LITTLE ROCK (KATV) - Cases of pertussis, commonly known as whooping cough, have doubled from this time last year in the state of Arkansas. So far this year, 342 people in the state have reported being infected with pertussis in comparison to just 141 last year.
The "whooping" sound that gives the illness its familiar name, is most common with infected infants - the sound of trying to catch one's breath while experiencing a severe coughing fit.
"They're the most serious candidates for a really deadly infection and hospitalization," commented Ed Barham, spokesperson for the Arkansas Health Department, regarding babies.
Illness severity in infants is mainly because those under two months of age aren't able to receive vaccines, and the parents or those caring for those infants may actually carry the infection and not even know it.

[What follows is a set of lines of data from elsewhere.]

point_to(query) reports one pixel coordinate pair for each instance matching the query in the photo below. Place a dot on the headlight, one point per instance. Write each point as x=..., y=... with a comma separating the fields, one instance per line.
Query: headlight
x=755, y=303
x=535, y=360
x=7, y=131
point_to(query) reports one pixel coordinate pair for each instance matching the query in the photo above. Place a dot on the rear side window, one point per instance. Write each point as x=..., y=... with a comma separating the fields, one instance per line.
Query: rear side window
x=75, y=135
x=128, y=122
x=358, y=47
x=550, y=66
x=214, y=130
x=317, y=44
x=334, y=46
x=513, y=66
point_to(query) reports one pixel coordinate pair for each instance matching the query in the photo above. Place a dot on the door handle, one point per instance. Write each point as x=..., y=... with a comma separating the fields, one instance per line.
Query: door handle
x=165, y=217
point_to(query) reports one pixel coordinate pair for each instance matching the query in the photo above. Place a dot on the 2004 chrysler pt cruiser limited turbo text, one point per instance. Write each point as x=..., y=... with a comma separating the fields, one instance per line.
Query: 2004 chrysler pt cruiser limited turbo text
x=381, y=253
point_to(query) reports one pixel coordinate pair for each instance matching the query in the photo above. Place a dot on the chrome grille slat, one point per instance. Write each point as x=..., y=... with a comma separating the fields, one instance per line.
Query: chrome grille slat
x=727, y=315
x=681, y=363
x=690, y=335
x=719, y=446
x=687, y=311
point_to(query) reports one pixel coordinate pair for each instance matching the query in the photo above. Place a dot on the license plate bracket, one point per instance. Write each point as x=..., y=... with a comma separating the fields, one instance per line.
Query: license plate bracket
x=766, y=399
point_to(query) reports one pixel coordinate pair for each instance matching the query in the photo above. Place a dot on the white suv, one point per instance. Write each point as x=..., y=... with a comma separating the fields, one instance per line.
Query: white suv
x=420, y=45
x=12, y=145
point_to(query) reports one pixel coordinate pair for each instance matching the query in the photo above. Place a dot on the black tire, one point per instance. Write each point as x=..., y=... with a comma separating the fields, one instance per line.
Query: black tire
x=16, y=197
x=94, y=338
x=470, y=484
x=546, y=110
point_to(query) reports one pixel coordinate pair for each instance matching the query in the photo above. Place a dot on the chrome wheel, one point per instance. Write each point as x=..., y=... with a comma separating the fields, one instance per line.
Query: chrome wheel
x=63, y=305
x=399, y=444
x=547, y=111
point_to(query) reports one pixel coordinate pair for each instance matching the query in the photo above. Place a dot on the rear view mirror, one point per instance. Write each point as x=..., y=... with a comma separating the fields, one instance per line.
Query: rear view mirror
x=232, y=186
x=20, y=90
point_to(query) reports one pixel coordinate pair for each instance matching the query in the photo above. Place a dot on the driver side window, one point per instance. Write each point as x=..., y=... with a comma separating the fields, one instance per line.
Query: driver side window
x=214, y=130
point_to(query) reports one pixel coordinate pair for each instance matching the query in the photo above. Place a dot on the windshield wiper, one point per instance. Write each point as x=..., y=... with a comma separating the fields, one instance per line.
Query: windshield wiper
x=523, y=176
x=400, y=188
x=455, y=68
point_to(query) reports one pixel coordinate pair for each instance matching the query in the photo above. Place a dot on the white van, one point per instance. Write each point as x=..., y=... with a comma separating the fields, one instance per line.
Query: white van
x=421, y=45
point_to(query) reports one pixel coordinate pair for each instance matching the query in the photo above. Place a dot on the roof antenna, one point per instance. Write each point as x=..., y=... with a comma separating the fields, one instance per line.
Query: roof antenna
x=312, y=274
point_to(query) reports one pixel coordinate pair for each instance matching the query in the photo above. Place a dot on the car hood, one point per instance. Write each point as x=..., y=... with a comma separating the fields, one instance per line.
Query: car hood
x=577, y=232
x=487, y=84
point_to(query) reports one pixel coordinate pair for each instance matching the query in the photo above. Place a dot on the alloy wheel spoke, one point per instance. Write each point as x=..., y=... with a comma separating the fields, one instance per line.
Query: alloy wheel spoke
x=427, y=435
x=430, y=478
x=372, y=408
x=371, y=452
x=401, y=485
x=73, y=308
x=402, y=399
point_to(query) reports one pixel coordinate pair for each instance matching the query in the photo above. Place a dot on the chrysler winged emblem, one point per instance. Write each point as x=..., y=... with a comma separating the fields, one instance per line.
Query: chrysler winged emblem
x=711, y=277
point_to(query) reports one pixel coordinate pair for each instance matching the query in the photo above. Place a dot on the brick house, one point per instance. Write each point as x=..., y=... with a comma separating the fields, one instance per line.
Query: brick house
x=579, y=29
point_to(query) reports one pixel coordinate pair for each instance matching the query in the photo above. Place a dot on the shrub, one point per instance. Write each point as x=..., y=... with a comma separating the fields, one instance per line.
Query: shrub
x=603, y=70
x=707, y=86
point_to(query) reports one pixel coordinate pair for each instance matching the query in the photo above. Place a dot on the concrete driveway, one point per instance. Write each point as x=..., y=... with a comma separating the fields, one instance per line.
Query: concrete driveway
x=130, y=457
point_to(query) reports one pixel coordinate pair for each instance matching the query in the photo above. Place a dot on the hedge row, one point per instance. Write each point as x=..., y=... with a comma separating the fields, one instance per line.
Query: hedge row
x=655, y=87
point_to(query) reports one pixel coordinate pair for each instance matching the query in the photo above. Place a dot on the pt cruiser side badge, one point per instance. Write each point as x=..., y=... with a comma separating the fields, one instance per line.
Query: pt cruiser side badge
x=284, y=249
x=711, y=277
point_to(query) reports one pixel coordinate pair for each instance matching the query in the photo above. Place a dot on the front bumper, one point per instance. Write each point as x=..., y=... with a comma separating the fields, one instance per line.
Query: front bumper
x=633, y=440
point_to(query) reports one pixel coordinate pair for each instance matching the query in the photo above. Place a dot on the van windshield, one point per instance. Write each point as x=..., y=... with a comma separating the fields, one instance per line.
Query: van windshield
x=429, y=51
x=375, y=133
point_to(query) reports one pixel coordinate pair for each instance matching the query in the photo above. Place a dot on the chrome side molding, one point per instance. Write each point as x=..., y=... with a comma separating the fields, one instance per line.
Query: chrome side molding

"An adult can have a persistent cough, the Chinese call it the '100 Days Cough,' and maybe not really be aware that it's pertussis," said Barham.
Symptoms of pertussis can start out much like the common cold. A runny nose, low-grade fever and a mild cough are characteristics of the infection, but after one to two weeks that cough can develop into a severe one.
Eighty percent of the national cases of pertussis occur in those from birth to 19 years of age, but Barham said it's those over the age of 19 that are the real issue.
"By far, the issue is that there is an adult vaccine that most people don't know about and it's something that is easy to get," said Barham.
The vaccine Barham referred to is called the tDap. It protects against tetanus, diphtheria and pertussis. The shot is required for Arkansas students entering the 7th grade, but that requirement came into play just a few years ago. A dTap vaccine is also available for children at two months of age and is suggested by physicians.